私が子供の頃(1970年代)は水分補給の重要性についてワザワザ語られるような時代ではありませんでした。逆に運動部では水を飲まないことが美徳であると叩きこまれました。中学生時代はテニス部に所属していましたが、水を飲むことは強く戒められていたので、顔を洗うふりをして水を飲んだり、タオルに染み込ました水を絞って口に含んだりして禁を破っていました。時には腕立て伏せをしながら水たまりの泥水をすすりたい欲求にもかられましたが、そこは何とか我慢しました。


それでも倒れたりする者もおらず、喉がカラカラになりながらも走り回っていました。今なら大問題になるところですが、当時はプロのスポーツ選手でもそんなものだったのではないでしょうか。そしてクラブ活動が終わると皆で競うように水道水をがぶ飲みしたものです。家では井戸水を直接飲むか、夏は水道水で沸かした麦茶を冷蔵庫で冷やして飲むのが通例でした。水は喉が渇いた時にしか飲まないというのが常識だったのではないでしょうか。


日本でミネラルウォーターが一般化したのは1983年の「六甲のおいしい水」がきっかけだそうです。今から36年前、バブルが膨らみ始める少し前ですね。(バブル景気は1986年~1991年の間とされています)その数年前からでしょうか、海外では水が「販売」されていて街では若者がバックパックのメッシュのポケットにエビアンウォーターを入れて、颯爽と歩いている姿が紹介されたり、一部の芸能人がそのスタイルを取り入れて話題になっていたように思います。私のような田舎ものにはお金を出して水を買うという事事態が信じがたいことで、奇異に感じるのみでしたが。

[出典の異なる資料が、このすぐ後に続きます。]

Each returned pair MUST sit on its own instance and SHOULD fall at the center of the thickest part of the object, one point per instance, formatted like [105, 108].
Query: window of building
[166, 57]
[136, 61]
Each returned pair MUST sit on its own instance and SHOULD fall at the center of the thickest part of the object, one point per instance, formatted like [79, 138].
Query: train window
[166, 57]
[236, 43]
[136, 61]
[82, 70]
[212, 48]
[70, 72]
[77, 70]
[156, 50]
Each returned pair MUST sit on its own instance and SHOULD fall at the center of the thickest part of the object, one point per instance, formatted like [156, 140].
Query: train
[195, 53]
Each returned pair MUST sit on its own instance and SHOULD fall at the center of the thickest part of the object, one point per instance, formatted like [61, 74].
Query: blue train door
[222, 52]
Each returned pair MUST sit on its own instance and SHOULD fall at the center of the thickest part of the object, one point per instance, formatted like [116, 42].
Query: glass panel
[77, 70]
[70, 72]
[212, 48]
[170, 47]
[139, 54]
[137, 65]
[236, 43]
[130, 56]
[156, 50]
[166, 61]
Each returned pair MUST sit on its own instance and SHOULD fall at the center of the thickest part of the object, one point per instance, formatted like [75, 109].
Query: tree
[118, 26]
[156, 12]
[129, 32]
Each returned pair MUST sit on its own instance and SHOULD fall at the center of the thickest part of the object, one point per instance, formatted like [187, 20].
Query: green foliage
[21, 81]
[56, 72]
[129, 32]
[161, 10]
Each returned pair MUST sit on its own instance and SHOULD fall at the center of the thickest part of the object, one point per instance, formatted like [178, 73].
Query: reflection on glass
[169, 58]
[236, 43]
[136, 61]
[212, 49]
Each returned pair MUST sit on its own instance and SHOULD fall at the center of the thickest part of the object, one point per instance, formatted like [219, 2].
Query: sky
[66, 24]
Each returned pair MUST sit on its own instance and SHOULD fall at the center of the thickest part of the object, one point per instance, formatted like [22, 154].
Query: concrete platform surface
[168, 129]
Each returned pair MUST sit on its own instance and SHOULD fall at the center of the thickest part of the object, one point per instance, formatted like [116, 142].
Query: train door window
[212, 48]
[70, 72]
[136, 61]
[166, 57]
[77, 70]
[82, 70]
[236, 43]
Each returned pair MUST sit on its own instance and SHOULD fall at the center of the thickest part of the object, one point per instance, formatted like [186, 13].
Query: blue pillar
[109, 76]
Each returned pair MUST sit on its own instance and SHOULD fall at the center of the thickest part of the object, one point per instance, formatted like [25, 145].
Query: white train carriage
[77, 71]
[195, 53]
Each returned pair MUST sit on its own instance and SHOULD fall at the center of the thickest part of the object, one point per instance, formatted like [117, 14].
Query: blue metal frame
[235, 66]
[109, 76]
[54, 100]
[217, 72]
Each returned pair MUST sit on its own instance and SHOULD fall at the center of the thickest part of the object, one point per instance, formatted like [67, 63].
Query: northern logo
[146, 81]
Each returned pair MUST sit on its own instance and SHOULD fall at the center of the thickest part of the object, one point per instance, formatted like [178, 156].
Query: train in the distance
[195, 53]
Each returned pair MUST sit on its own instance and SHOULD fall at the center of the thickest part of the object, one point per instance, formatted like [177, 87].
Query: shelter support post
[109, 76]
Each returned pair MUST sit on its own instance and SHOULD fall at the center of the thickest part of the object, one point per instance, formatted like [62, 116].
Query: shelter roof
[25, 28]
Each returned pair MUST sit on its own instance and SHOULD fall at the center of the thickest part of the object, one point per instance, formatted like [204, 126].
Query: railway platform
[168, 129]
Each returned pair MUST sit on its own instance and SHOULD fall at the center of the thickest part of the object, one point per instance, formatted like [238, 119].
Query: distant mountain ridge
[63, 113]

私は二十歳の時にお金を借りてハワイに行ったのですが、当時はハワイツアーが非常に安く行けるようになった時で5泊くらいしたと思いますが98000円でした。その時の米ドルのレートはまだ240円くらいしたので、この価格は破格でしたね。そのハワイに行った時に見た印象的な光景のひとつは西洋人がペットボトルを持ち歩いていたことです。その姿がカッコ良くて非常に印象に残りました。ただしハワイの水道水は直接飲むことができたので水を買う「勇気」はありませんでした。(^^)


それからミネラルウォーター市場は急激に拡大し、誰もが水を買う時代になってしまい、今では水道水を飲む方が少し勇気が必要なほどです。